Sensitive information

This writer has witnessed a senior official in the Presidential legal unit offering a reasonable and credible justification in a recent television interview. The official explained that the document is 100,000 pages including attachments that contains extremely sensitive information on national security, regional and international politics, racial harmony, religious issues, and so forth. Therefore, clearly, no leader of a state anywhere in the world will release such a sensitive paper without completely and comprehensively studying the contents. That was a simple but an understandable and effective explanation.

Similarly, from the beginning of March last year they kept spreading misinformation about Covid-19. Even when the truth was obvious, the opposition that had no credible slogan to criticise the government, pointed at every petty issue to discredit the government and health authorities. Without any knowledge or experience about the disease or medications, they went as far as recommending the wrong medicine to patients just to show off false ingenuity.

Even after the vaccines were first ordered, the Opposition politicians attempted to convince the public that the government is not making any effort to bring down them. When the authorities commenced the vaccination programme without credible evidence, they tried hard to create doubts about the efficacy of the vaccine. President Rajapaksa constantly states that his government is doing the right thing for the people at the right time despite criticisms leveled at him. The present government, regardless of the exhausting health issues and the extremely critical economic downturn, does not seem to be postponing any development effort. The key issue and the focal point is whether the response of the government is adequate, timely, or effective on the spread of misinformation. Surely, they must be having a strong media team comprising professionals. However, these misinformation campaigns by collective Opposition through press briefings, social media, gossip websites, and even the mainstream print and electronic media seem to be far ahead of the government’s counteraction.

The government’s counter-action on many of the negative propaganda is mediocre and often late. The vigour and efficiency of media response during the presidential election campaign has disappeared. The government stakeholders must realise that merely responding through political talk shows or isolated press briefings is not effective enough. Currently, the trust of the general public in such publicity stunts has tremendously diminished.

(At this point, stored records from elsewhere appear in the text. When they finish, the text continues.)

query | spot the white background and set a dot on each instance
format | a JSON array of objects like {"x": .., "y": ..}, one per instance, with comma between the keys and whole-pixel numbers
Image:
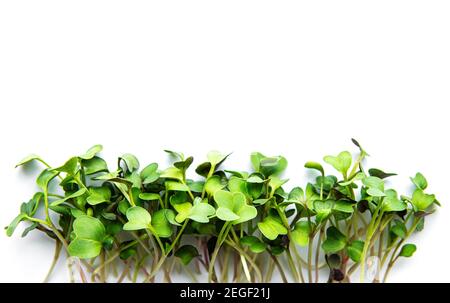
[{"x": 281, "y": 77}]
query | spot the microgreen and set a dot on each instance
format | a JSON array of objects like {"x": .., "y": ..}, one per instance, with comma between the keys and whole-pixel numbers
[{"x": 149, "y": 220}]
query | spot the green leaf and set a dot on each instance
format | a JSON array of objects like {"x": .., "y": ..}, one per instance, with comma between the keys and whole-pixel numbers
[
  {"x": 375, "y": 172},
  {"x": 131, "y": 162},
  {"x": 271, "y": 228},
  {"x": 78, "y": 193},
  {"x": 70, "y": 167},
  {"x": 176, "y": 186},
  {"x": 256, "y": 158},
  {"x": 186, "y": 253},
  {"x": 84, "y": 248},
  {"x": 272, "y": 165},
  {"x": 94, "y": 165},
  {"x": 316, "y": 166},
  {"x": 150, "y": 173},
  {"x": 172, "y": 173},
  {"x": 334, "y": 242},
  {"x": 149, "y": 196},
  {"x": 214, "y": 184},
  {"x": 183, "y": 210},
  {"x": 343, "y": 206},
  {"x": 421, "y": 201},
  {"x": 13, "y": 225},
  {"x": 407, "y": 250},
  {"x": 175, "y": 155},
  {"x": 275, "y": 183},
  {"x": 98, "y": 195},
  {"x": 420, "y": 181},
  {"x": 45, "y": 177},
  {"x": 392, "y": 203},
  {"x": 91, "y": 228},
  {"x": 233, "y": 207},
  {"x": 354, "y": 250},
  {"x": 226, "y": 214},
  {"x": 138, "y": 218},
  {"x": 341, "y": 162},
  {"x": 255, "y": 244},
  {"x": 184, "y": 165},
  {"x": 161, "y": 224},
  {"x": 28, "y": 159},
  {"x": 216, "y": 158},
  {"x": 323, "y": 209},
  {"x": 375, "y": 186},
  {"x": 201, "y": 211},
  {"x": 301, "y": 232},
  {"x": 91, "y": 152},
  {"x": 399, "y": 229}
]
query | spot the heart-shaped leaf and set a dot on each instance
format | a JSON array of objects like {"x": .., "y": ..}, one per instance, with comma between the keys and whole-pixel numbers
[
  {"x": 341, "y": 162},
  {"x": 98, "y": 195},
  {"x": 407, "y": 250},
  {"x": 131, "y": 162},
  {"x": 89, "y": 236},
  {"x": 214, "y": 184},
  {"x": 301, "y": 233},
  {"x": 420, "y": 181},
  {"x": 138, "y": 218},
  {"x": 271, "y": 228},
  {"x": 334, "y": 242},
  {"x": 94, "y": 165},
  {"x": 316, "y": 166},
  {"x": 161, "y": 224},
  {"x": 421, "y": 201},
  {"x": 233, "y": 207}
]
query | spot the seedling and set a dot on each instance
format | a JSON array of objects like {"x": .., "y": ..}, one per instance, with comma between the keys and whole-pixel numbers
[{"x": 144, "y": 224}]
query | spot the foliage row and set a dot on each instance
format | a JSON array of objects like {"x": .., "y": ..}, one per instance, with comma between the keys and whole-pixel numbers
[{"x": 142, "y": 221}]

The good news for the ruling party is that the common citizens seem to overwhelmingly trust the President as a non-political, honest, and forthright individual. The relentless attempts to tarnish his image have not succeeded. Yet, with the habitual Sri Lankan mentality, the Presidential media team must be alert on countering destructive propaganda. President Gotabaya Rajapkasa still seems to be taking a soft stance on many issues even though he has been conferred with considerable powers through the 20th amendment.

Enormous impact

Although controversial, applying some of the Machiavellian theories now and again may bring results and the common citizen too may be expecting such action. Despite the occasional lame criticisms, the enormous impact created in the ‘Dialog With the Village’ (Gama samaga pilisandara) programme can offer solutions to many public welfare issues at the grassroots.

However, the issue is that whether his directives and instructions are being carried out by the public officers. If they falter as they often do, the public image can be reversed and damage to the President’s image will be detrimental. Therefore, an effective monitoring process must be in place. The Opposition is already vehemently criticizing and they will observe the programs like hawks to strike whenever they can.

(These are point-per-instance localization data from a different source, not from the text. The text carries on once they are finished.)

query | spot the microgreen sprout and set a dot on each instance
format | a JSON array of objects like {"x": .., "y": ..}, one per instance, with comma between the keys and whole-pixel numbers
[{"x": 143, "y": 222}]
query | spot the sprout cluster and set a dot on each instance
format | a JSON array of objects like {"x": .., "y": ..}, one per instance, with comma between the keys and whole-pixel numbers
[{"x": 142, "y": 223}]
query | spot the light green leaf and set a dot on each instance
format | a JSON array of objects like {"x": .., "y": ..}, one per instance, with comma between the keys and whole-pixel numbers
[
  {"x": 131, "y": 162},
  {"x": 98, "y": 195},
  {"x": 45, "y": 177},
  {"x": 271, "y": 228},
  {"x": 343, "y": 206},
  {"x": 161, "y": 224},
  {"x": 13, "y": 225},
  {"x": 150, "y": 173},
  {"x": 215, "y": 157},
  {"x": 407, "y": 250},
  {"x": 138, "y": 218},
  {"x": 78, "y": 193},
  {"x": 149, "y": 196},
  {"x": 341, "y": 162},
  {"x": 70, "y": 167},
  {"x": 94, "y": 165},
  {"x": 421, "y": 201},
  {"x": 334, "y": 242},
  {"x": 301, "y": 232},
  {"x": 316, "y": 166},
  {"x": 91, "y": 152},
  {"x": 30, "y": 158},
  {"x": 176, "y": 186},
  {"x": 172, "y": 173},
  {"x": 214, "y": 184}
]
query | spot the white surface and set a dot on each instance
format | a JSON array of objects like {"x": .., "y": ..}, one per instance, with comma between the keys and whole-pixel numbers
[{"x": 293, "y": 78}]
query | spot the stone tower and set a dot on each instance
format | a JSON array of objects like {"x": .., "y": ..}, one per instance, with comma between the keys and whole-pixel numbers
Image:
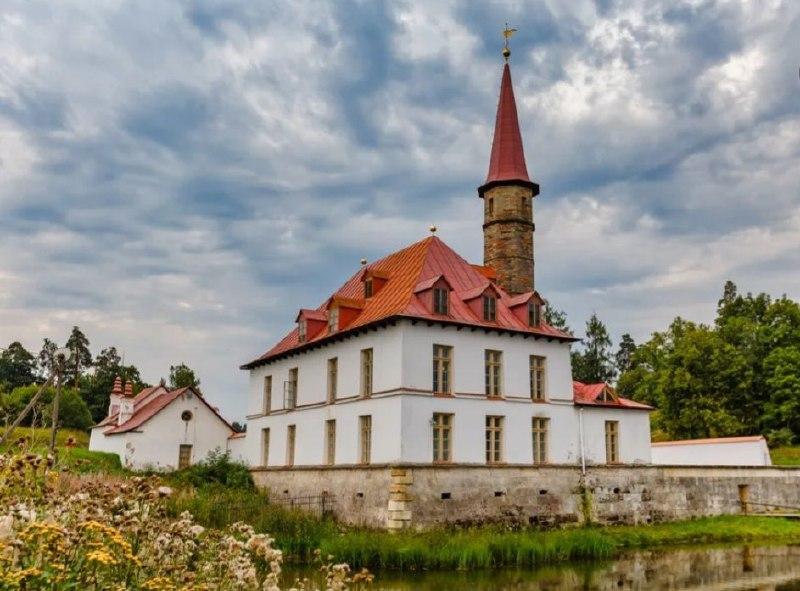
[{"x": 508, "y": 200}]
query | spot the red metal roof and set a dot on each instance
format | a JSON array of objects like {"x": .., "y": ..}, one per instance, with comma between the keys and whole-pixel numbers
[
  {"x": 587, "y": 395},
  {"x": 406, "y": 269},
  {"x": 507, "y": 162},
  {"x": 145, "y": 408}
]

Finally, the government must take effective action on negative propaganda and misinformation, particularly circulating in social media. People usually like to listen to negative comments on common issues even if those critics belong to fast-fading left wing political parties that oppose any and every move made by the government. Hence, they must be given the accurate picture at all times. Therefore, the best remedy would be to make the government media team more active, efficient, and aggressive.